Why this works: Context-based cancellation provides a standard way to signal goroutines to exit, preventing goroutine leaks. The ctx.Done() channel is closed when the context is cancelled (via cancel() function or timeout), unblocking all goroutines waiting on it. By selecting on ctx.Done() in the goroutine's main loop, the goroutine can detect cancellation and return, allowing it to be garbage collected. This pattern works for any number of goroutines - one cancel() call signals all of them. Contexts can be nested (child contexts inherit parent cancellation) and support timeouts (context.WithTimeout) to prevent indefinite blocking. This is essential for server applications that spawn goroutines per request - cancelling the request context ensures all spawned goroutines exit when the request completes.

Proper HTTP Client with Timeouts

func fetchDataSafely(ctx context.Context, url string) ([]byte, error) {
    // Create request with context for cancellation
    req, err := http.NewRequestWithContext(ctx, "GET", url, nil)
    if err != nil {
        return nil, err
    }

    // Use client with timeouts to prevent indefinite blocking
    client := &http.Client{
        Timeout: 10 * time.Second,
    }

    resp, err := client.Do(req)
    if err != nil {
        return nil, err
    }
    defer resp.Body.Close()  // Always close response body

    // Read body with io.ReadAll - automatically handles errors
    return io.ReadAll(resp.Body)
}

// Usage with context timeout
func handler(w http.ResponseWriter, r *http.Request) {
    ctx, cancel := context.WithTimeout(r.Context(), 5*time.Second)
    defer cancel()

    data, err := fetchDataSafely(ctx, "https://api.example.com/data")
    if err != nil {
        http.Error(w, err.Error(), http.StatusInternalServerError)
        return
    }

    w.Write(data)
}

Why this works: This pattern combines multiple safeguards against resource leaks. http.NewRequestWithContext ties the request to a context, allowing cancellation to abort in-flight requests. Setting client.Timeout ensures requests don't block indefinitely - after the timeout, the request is cancelled and connections are closed. defer resp.Body.Close() guarantees the response body is closed even if errors occur, returning the connection to the pool.
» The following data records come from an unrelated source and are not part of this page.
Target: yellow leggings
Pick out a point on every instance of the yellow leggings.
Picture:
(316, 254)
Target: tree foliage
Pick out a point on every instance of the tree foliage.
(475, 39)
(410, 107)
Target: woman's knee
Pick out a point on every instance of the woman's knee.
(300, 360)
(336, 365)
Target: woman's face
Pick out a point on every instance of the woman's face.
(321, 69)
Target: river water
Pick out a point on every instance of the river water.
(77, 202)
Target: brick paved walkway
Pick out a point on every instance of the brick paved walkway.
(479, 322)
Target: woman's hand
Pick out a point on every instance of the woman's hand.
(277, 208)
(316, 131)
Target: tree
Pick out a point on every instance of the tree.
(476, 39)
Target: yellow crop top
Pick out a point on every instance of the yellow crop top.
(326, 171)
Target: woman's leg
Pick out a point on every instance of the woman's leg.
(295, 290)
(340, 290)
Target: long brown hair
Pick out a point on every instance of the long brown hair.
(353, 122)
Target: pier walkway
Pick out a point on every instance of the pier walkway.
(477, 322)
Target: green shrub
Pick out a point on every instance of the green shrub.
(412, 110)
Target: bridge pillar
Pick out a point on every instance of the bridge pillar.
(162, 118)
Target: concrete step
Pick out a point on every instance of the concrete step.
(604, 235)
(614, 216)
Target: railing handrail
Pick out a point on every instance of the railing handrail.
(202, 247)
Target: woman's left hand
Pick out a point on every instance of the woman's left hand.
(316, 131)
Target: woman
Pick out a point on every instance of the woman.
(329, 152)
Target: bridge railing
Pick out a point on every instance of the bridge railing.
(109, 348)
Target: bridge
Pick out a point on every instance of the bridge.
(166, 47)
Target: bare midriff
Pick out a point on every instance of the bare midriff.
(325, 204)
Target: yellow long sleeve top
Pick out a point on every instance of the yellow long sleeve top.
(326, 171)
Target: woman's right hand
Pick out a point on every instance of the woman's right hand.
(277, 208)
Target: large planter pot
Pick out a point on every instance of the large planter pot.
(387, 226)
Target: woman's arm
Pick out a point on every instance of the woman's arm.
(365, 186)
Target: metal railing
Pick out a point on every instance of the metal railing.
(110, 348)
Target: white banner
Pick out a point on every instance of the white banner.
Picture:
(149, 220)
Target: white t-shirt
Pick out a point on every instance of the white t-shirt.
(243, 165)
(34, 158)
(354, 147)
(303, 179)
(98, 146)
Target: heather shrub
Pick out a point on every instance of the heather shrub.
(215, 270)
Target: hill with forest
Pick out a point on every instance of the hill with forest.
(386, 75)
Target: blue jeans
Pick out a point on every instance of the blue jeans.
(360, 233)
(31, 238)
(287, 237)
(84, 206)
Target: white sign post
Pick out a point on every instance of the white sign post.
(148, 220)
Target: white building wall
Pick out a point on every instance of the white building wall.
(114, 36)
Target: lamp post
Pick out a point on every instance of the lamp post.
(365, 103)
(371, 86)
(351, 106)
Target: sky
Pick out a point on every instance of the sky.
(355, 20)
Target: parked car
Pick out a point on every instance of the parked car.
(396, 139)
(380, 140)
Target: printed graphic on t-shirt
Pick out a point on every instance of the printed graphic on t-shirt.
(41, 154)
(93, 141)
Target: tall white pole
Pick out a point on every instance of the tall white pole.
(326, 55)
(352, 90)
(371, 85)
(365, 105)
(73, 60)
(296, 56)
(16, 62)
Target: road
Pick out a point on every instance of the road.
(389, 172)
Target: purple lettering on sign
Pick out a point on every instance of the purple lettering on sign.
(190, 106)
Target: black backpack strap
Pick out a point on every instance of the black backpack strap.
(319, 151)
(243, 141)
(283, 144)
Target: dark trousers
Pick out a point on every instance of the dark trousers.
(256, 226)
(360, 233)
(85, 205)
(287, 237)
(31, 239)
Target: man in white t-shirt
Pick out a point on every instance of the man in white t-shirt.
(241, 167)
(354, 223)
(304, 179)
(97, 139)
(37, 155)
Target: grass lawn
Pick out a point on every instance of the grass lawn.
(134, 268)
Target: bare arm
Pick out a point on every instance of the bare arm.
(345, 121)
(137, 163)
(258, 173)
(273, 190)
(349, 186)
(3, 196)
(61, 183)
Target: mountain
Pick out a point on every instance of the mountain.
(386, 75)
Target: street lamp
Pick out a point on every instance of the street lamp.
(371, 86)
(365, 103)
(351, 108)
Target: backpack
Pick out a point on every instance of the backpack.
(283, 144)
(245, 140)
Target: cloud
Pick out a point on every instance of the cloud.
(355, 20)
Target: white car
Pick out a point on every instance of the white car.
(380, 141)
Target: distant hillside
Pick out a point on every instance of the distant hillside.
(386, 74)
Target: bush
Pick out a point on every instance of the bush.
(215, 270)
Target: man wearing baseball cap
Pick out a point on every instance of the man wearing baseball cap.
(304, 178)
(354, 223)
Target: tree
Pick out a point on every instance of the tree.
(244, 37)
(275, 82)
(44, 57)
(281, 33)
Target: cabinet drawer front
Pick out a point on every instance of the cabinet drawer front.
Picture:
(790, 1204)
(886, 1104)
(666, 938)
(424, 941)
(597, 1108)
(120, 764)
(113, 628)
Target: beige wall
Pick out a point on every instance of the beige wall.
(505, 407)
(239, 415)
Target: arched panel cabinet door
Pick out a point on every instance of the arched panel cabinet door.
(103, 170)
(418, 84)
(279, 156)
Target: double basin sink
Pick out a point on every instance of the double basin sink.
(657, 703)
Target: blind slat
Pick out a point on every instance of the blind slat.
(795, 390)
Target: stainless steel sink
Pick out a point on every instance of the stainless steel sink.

Using the request's context (from r.Context()) in handlers ensures requests are automatically cancelled when clients disconnect, preventing goroutine leaks from abandoned requests. This is the recommended pattern for production HTTP clients in Go.

Closing Channels to Signal Completion

func producer(ctx context.Context) <-chan int {
    ch := make(chan int)

    go func() {
        defer close(ch)  // Signal completion by closing channel

        for i := 0; ; i++ {
            select {
            case ch <- i:
                // Sent successfully
            case <-ctx.Done():
                // Context cancelled - exit
                return
            }
        }
    }()

    return ch
}

func consumer(ctx context.Context) {
    ch := producer(ctx)

    for val := range ch {
        // Process values
        // range exits when channel is closed
        process(val)
    }

    // Channel closed, goroutine exited - no leak
}

Why this works: Closing a channel signals to all receivers that no more values will be sent, allowing them to exit cleanly. The range loop over a channel automatically exits when the channel is closed, eliminating the need for explicit exit conditions. Using defer close(ch) in the producer ensures the channel is closed when the goroutine exits, whether normally or via context cancellation. This prevents receiver goroutines from blocking forever waiting for values that will never arrive. Combined with context cancellation, this pattern ensures both producer and consumer goroutines can exit cleanly, preventing leaks. This is the idiomatic Go pattern for producer-consumer pipelines.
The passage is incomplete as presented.